Purpose This multinational study evaluated the antitumor activity of nivolumab in nasopharyngeal carcinoma (NPC). Tumor and plasma-based biomarkers were investigated in an exploratory analysis. Patients and Methods Patients with multiply pretreated recurrent or metastatic NPC were treated with nivolumab until disease progression. The primary end point was objective response rate (ORR) and secondary end points included survival and toxicity. The expression of programmed death-ligand 1 (PD-L1) and human leukocyte antigens A and B in archived tumors and plasma clearance of Epstein-Barr virus DNA were correlated with ORR and survival. Results A total of 44 patients were evaluated and the overall ORR was 20.5% (complete response, n = 1; partial response, n = 8). Nine patients received nivolumab for > 12 months (20%). The 1-year overall survival rate was 59% (95% CI, 44.3% to 78.5%) and 1-year progression-free survival (PFS) rate was 19.3% (95% CI, 10.1% to 37.2%). There was no statistical correlation between ORR and the biomarkers; however, a descriptive analysis showed that the proportion of patients who responded was higher among those with PD-L1 positive tumors (> 1% expression) than those with PD-L1-negative tumors. The loss of expression of one or both human leukocyte antigen class 1 proteins was associated with better PFS than when both proteins were expressed (1-year PFS, 30.9% v 5.6%; log-rank P = .01). There was no association between survival and PD-L1 expression or plasma Epstein-Barr virus DNA clearance. There was no unexpected toxicity to nivolumab. Conclusion Nivolumab has promising activity in NPC and the 1-year overall survival rate compares favorably with historic data in similar populations. Additional evaluation in a randomized setting is warranted. The biomarker results were hypothesis generating and validation in larger cohorts is needed.
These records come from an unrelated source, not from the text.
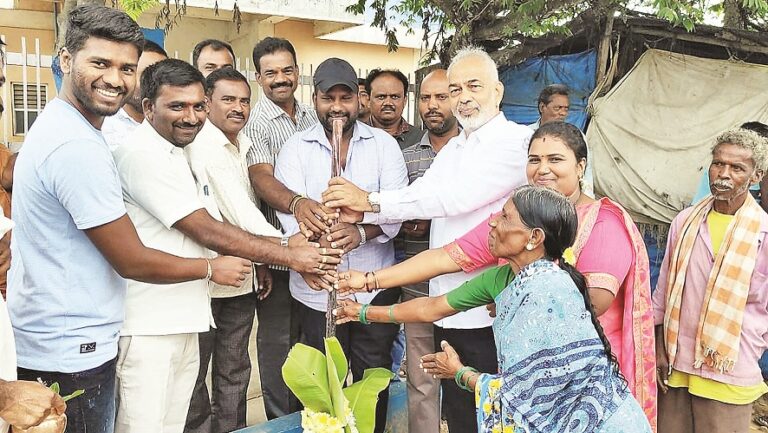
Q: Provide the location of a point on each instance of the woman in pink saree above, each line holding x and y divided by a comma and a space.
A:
608, 251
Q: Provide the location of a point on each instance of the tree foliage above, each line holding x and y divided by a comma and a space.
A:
496, 24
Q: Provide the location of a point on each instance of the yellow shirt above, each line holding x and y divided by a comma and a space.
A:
718, 224
718, 391
708, 388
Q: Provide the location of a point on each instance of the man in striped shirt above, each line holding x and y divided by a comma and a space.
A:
434, 105
274, 118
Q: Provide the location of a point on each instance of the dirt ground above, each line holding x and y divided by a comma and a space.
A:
759, 408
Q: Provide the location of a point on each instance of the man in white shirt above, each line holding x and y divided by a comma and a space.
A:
372, 158
118, 126
217, 159
469, 179
158, 359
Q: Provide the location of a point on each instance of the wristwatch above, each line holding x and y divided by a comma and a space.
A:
375, 201
363, 237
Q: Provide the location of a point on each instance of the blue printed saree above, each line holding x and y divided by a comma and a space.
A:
554, 376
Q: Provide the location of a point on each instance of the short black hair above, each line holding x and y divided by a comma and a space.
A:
153, 47
376, 73
759, 127
553, 89
230, 74
101, 22
170, 72
215, 44
270, 45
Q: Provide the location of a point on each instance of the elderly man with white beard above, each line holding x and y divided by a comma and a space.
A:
469, 179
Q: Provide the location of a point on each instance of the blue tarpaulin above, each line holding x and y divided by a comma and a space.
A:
524, 82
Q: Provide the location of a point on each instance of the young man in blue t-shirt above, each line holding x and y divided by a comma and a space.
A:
74, 243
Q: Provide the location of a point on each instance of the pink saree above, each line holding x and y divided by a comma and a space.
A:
628, 322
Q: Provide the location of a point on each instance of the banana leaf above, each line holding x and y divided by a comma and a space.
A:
334, 350
334, 354
364, 394
305, 371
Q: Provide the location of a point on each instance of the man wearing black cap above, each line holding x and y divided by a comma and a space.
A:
369, 157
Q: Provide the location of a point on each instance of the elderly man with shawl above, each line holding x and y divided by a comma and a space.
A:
711, 310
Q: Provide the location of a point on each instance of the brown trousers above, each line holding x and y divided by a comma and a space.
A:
681, 412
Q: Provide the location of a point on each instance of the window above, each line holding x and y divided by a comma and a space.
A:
31, 108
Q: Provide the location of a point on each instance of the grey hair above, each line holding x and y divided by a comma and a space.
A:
749, 140
473, 51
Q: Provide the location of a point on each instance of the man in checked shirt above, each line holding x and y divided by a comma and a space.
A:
274, 118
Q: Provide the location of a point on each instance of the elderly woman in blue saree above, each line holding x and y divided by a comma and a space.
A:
556, 372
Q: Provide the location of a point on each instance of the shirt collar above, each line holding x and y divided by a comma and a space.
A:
401, 129
316, 134
424, 142
212, 134
121, 113
273, 111
486, 131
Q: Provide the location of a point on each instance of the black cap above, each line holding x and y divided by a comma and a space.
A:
334, 72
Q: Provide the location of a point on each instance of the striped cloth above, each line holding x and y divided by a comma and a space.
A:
418, 158
269, 127
719, 330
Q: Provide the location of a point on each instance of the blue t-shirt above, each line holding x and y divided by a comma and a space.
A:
65, 300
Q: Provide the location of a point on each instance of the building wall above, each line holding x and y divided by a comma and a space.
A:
14, 74
180, 40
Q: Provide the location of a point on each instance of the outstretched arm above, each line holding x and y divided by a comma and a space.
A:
419, 310
421, 267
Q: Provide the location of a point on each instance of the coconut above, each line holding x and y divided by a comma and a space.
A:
51, 424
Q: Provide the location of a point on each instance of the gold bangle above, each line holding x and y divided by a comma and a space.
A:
209, 272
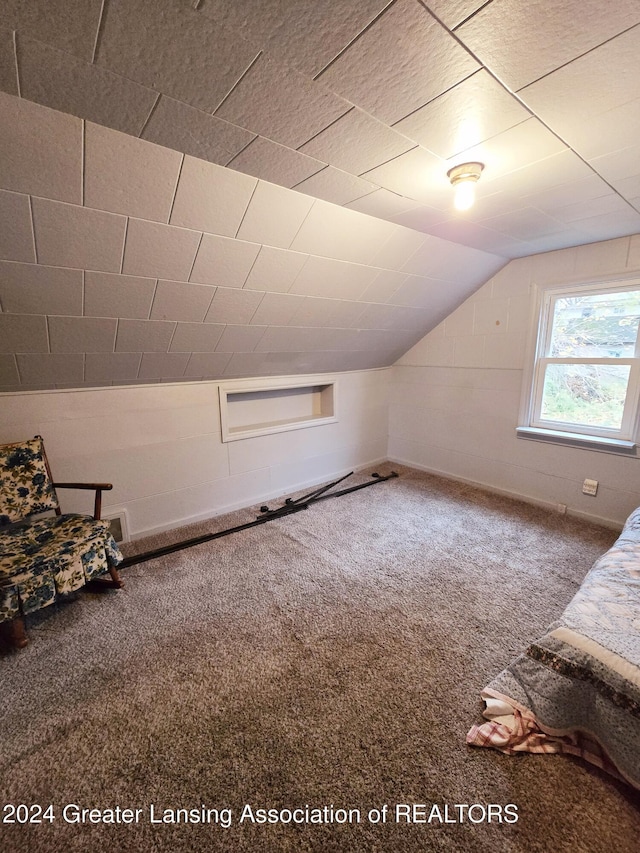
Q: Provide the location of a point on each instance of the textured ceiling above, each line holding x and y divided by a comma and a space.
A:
117, 265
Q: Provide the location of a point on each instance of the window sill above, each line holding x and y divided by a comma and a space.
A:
576, 439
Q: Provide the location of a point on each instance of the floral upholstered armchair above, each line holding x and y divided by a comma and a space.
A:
43, 556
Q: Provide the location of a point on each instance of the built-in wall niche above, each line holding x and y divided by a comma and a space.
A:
264, 407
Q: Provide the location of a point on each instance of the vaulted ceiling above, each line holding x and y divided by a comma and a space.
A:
233, 187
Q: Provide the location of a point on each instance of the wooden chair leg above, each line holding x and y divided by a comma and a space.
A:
15, 633
101, 583
118, 583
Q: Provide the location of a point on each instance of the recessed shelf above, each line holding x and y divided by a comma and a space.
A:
263, 407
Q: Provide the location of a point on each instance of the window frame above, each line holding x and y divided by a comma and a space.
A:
532, 425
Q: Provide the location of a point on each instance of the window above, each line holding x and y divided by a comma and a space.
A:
586, 372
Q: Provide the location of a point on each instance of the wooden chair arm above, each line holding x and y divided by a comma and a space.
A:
97, 487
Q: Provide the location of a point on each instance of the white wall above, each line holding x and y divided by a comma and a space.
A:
160, 446
456, 394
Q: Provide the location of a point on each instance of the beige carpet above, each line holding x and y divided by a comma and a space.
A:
329, 659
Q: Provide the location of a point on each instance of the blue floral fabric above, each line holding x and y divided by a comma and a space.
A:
49, 557
43, 557
25, 486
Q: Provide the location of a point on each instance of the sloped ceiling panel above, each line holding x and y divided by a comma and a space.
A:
198, 188
124, 261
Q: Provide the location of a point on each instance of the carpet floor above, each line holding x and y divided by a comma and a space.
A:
329, 661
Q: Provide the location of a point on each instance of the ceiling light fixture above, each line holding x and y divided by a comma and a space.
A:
464, 178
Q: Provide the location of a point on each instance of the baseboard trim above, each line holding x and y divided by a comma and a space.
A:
507, 493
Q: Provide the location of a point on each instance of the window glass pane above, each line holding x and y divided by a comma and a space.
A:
600, 325
589, 395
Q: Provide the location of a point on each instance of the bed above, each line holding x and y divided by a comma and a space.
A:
576, 690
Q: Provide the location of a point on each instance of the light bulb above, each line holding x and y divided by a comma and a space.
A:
465, 195
464, 177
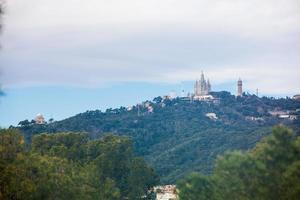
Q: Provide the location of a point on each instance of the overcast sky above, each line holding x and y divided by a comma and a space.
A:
97, 43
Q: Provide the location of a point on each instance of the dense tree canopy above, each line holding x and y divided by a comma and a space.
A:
177, 137
269, 171
70, 166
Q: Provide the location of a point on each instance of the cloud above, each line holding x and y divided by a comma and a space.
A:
71, 42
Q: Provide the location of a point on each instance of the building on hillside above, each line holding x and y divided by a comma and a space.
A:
296, 97
202, 87
166, 192
211, 116
39, 119
240, 87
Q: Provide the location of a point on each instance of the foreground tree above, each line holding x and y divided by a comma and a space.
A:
268, 171
70, 166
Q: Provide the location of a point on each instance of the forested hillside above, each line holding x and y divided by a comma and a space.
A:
176, 136
70, 166
271, 170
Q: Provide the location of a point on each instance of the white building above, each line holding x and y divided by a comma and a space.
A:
39, 119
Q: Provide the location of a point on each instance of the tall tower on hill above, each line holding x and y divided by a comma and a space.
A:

Trial registration: ClinicalTrials.gov NCT02339558.

Figures

Fig 1.

Waterfall plot. Changes in sum of unidimensional tumor dimension from baseline and Response Evaluation Criteria in Solid Tumors response in individual patients. Partial response was defined as a ≥ 30% decline in tumor dimension. Progressive disease was defined as a > 20% increase in tumor dimensions.

Fig 2.

Swimmer plot. Duration of response and time to response in patients receiving nivolumab. CR, complete response; PD, progressive disease; PR, partial response.

Fig 3.

Progression-free survival curves of patients with tumors expressing both HLA-A and HLA-B (blue line), versus loss of HLA-A and/or HLA-B expression (gold line). HLA, human leukocyte antigen; NA, not achieved; PFS, progression-free survival.

Fig 4.

Spider plot of changes in the sum of unidimensional tumor measurements over time. The dotted blue line represents responders (according to Response Evaluation Criteria in Solid Tumors); solid gold line represents nonresponders. CR, complete response; PR, partial response.

Fig A1.

Overall survival (OS) of 44 evaluable patients.

Fig A2.

Profession-free survival (PFS) of 44 evaluable patients.

Fig A3.

Descriptive summary on the proportion of patient with response (defined by Response Evaluation Criteria in Solid Tumors) to nivolumab according to the level of programmed death-ligand 1 (PD-L1) expression in tumor cells.